The claimant’s position was that he suffered ill health as a result of severe work related stress. Prior to seeking early retirement on health grounds he was on sick leave for one year and his illness did not end on May 2011, when his employment ended. When he began to feel well he became involved on a voluntary basis in local community projects but he did not feel well enough at that stage to commit to full-time employment. In September 2011 he became involved in setting up websites on a voluntary basis. He had thought of bringing a claim for dismissal at times but felt he could not for health reasons.
The claimant accepted that he had made a complaint to the press ombudsman within about three months of an offending article having been published in a newspaper in February 2011; he had no option but to engage following the publication of the article.
Determination
Section 8 the Unfair Dismissals Act 1977 provides, inter alia:
(2) A claim for redress under this Act shall be initiated by giving a notice
in writing (containing such particulars (if any) as may be specified
in regulations under section 17 of this Act made for the purposes of
subsection (8) of this section) to a rights commissioner or the Tribunal,
as the case may be –
(a) within the period of 6 months beginning on the date of the
relevant dismissal, or
(b) if the rights commissioner or the Tribunal, as the case may be,
is satisfied that exceptional circumstances prevented the giving
of the notice within the period aforesaid, then, within such period
not exceeding twelve months from the date aforesaid as the rights commissioner or the Tribunal, as the case may be, considers
reasonable,
In applying subsection (b) the Tribunal must ask itself whether exceptional circumstances existed within the six month period immediately following the termination of the claimant’s employment and if they did whether those circumstances prevented the appellant from lodging the claim within the initial six month period.

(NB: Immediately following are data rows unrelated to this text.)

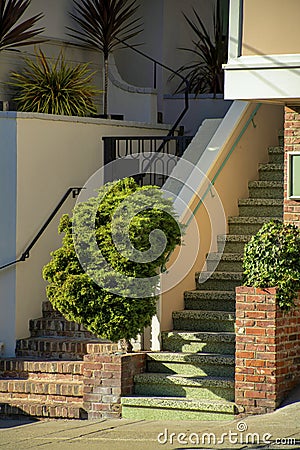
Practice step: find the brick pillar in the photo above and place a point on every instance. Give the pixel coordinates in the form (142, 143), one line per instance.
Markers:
(267, 350)
(291, 144)
(107, 375)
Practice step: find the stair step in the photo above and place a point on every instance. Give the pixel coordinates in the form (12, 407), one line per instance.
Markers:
(209, 300)
(198, 341)
(42, 369)
(161, 408)
(16, 408)
(271, 172)
(276, 155)
(161, 384)
(11, 387)
(57, 327)
(48, 311)
(203, 320)
(58, 347)
(196, 364)
(217, 281)
(266, 189)
(260, 207)
(225, 262)
(232, 243)
(247, 225)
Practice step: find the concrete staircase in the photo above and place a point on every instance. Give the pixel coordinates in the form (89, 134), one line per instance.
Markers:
(193, 376)
(46, 377)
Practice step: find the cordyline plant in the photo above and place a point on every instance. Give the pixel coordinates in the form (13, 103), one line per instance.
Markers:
(271, 259)
(54, 87)
(110, 314)
(101, 24)
(14, 33)
(205, 73)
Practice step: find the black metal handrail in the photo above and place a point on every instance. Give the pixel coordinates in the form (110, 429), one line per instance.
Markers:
(25, 255)
(175, 72)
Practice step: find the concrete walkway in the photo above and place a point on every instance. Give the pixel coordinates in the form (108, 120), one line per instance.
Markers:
(278, 430)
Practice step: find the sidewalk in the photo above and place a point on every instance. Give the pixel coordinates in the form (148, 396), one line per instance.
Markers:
(271, 431)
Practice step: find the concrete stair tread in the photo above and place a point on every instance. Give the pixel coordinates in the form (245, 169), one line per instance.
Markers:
(206, 295)
(215, 256)
(250, 219)
(184, 380)
(181, 357)
(260, 202)
(220, 275)
(233, 238)
(276, 149)
(179, 403)
(270, 166)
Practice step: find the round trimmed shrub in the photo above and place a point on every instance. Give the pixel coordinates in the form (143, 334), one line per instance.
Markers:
(272, 259)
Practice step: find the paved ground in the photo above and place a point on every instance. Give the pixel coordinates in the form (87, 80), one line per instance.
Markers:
(279, 430)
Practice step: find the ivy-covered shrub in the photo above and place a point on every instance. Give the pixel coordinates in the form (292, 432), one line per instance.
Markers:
(113, 313)
(272, 259)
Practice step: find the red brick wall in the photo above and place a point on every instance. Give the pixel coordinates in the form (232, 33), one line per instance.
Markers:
(267, 350)
(291, 143)
(107, 375)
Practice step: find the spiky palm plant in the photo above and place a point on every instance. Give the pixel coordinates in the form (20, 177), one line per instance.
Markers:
(205, 73)
(54, 87)
(101, 24)
(12, 33)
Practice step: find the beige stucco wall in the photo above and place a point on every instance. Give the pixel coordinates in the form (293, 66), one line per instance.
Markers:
(231, 185)
(270, 27)
(53, 154)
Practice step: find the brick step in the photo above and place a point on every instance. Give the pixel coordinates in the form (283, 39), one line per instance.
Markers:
(58, 347)
(217, 281)
(162, 408)
(16, 408)
(190, 387)
(260, 207)
(57, 327)
(271, 172)
(276, 155)
(247, 225)
(266, 189)
(224, 262)
(209, 300)
(203, 320)
(198, 341)
(195, 364)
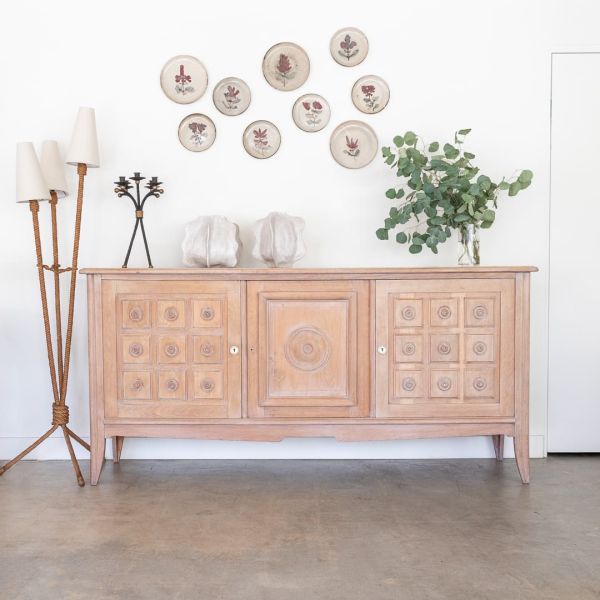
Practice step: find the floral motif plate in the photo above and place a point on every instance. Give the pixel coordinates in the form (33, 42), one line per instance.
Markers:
(353, 144)
(311, 112)
(261, 139)
(370, 94)
(184, 79)
(231, 96)
(286, 66)
(349, 46)
(197, 132)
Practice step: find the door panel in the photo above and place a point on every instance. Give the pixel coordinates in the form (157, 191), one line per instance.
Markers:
(451, 348)
(166, 349)
(306, 341)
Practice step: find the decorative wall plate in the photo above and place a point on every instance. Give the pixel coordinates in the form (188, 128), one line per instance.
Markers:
(286, 66)
(311, 112)
(353, 144)
(184, 79)
(231, 96)
(370, 94)
(349, 46)
(197, 132)
(261, 139)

The term ‘exceptional circumstances’ is not defined in the Act but it was considered bythe Employment Appeals Tribunal In Byrne v PJ Quigley Ltd [1995[ ELR 205 where it was stated that the words ‘exceptional circumstances’ are ‘strong words’ and should be contrasted with the milder words ‘reasonably practical’ … or ‘reasonable cause’. ‘Exceptional means something out of the ordinary. At the very least the circumstances must be unusual, probably quite unusual but not necessarily highly unusual.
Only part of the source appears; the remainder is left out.